Saturday, August 31, 2013

Car, bike dealers to offer big discounts this festive season

By on 6:00 PM
Car, truck and two-wheeler makers

Car, truck and two-wheeler makers are likely to offer heavy discounts and other freebies to customers in the upcoming festive season, as the automotive sector looks for desperate measures to prop up sales. "The auto industry, as a whole, has not been doing too well. As a strategy, companies are bound to go for more aggressive customer acquisition, Pawan Goenka, President Automotive and former President of industry body SIAM told India Today on Friday.
" There will also be cost controls at all levels. The automotive industry has been battling falling sales for eight consecutive months in cars and 17 straight months for heavy vehicles, leading to these companies resorting to laying off staff. Even sales of two-wheelers, that so far have remained insulated, have slowed down over the last two months. Picture for representation. Normally, festive season goodies on offer from auto makers range from cash discounts, free insurance loyalty exchange bonus and accessories. Last year, car makers, including Honda Siel Cars, Tata Motors, Maruti Suzuki and Ford India reportedly offered discounts of around Rs.60,000 on their vehicles to capitalise on the festive season and revive sluggish demand.
 With the festival of Onam approaching in Kerala, and the Ganpati festival in Maharashtra starting from September 9, car makers would look to boost sales through discounts. "There would definitely be discounts ranging from mid to heavy, since the industry is going through a slowdown, says Rakesh Batra, National Leader, Automotive Practice, EY (earlier Ernst & Young). "But that also depends on the level of inventory in products. Products with high inventory will see higher discounts, while new ones like the Ford Ecosport or products with long waiting list like the Honda Amaze, will not see such big discounts, he added. There would also be discounts at the dealer level. However, the escalating price of inputs in view of the falling rupee (for imported parts) can be a dampener," Batra said.
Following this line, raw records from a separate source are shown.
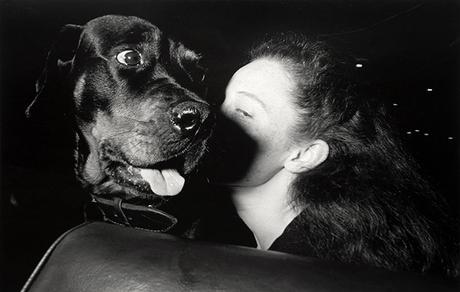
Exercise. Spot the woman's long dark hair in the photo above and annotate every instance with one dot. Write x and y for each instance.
(366, 203)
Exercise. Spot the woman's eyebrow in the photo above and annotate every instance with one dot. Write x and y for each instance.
(253, 97)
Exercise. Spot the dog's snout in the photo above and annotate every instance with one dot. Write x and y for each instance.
(187, 117)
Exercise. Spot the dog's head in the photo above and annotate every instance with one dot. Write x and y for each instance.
(134, 96)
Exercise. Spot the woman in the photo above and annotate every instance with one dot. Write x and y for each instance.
(311, 168)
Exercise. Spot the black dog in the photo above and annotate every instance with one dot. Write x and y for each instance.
(133, 94)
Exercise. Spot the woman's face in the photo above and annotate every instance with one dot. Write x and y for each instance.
(258, 101)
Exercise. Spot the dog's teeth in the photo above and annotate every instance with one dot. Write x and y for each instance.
(130, 169)
(167, 182)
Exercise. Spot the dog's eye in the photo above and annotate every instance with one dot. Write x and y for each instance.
(129, 58)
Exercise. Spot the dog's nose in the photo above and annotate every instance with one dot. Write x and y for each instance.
(188, 116)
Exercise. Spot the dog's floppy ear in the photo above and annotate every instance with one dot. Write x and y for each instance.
(49, 101)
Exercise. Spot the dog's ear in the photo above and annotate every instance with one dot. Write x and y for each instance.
(188, 60)
(49, 101)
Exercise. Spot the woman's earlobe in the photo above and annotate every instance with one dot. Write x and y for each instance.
(308, 157)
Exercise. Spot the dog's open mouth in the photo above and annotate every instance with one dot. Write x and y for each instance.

Meanwhile, auto companies say there would be manpower 'adjustments' in tune with market realities.
"We continue to align a dynamic mix of permanent and temporary workers, including trainees and there tend to be the cyclical changes based on adjustments of temporary resources," a Tata Motors spokesperson said. "Additionally, we continue to look at our manpower planning in a prudent fashion to be in sync with the market environment, avoiding a blind replacement of superannuating employees. This has enabled a better alignment of our people resources to current business requirements. Tata Motors has cut its workforce by 21 per cent at its Pantnagar plant in Uttarakhand, where it employed 5,838 people, even as its passenger vehicle sales in the domestic market fell 56 per cent to 10,824 units in July, from 26,240 units a year ago. M&M had laid off 500 temporary staff at its Chakan plant in Maharashtra. "While we do not comment on specifics of our manpower, we would like to reiterate that there has not been any dramatic change and reduction in our manpower in the Pantnagar factory (as suggested in some media reports).
We had been doing well till two to three months back," said Goenka. "But now, like every other auto company, we need to cut costs. Some companies go in for plant closures. Asked if the company would halt launch of new models in the wake of sluggish demand, Goenka said, "Product launch decisions are decided separately, and are long term plans. They do not depend on vagaries in the economy."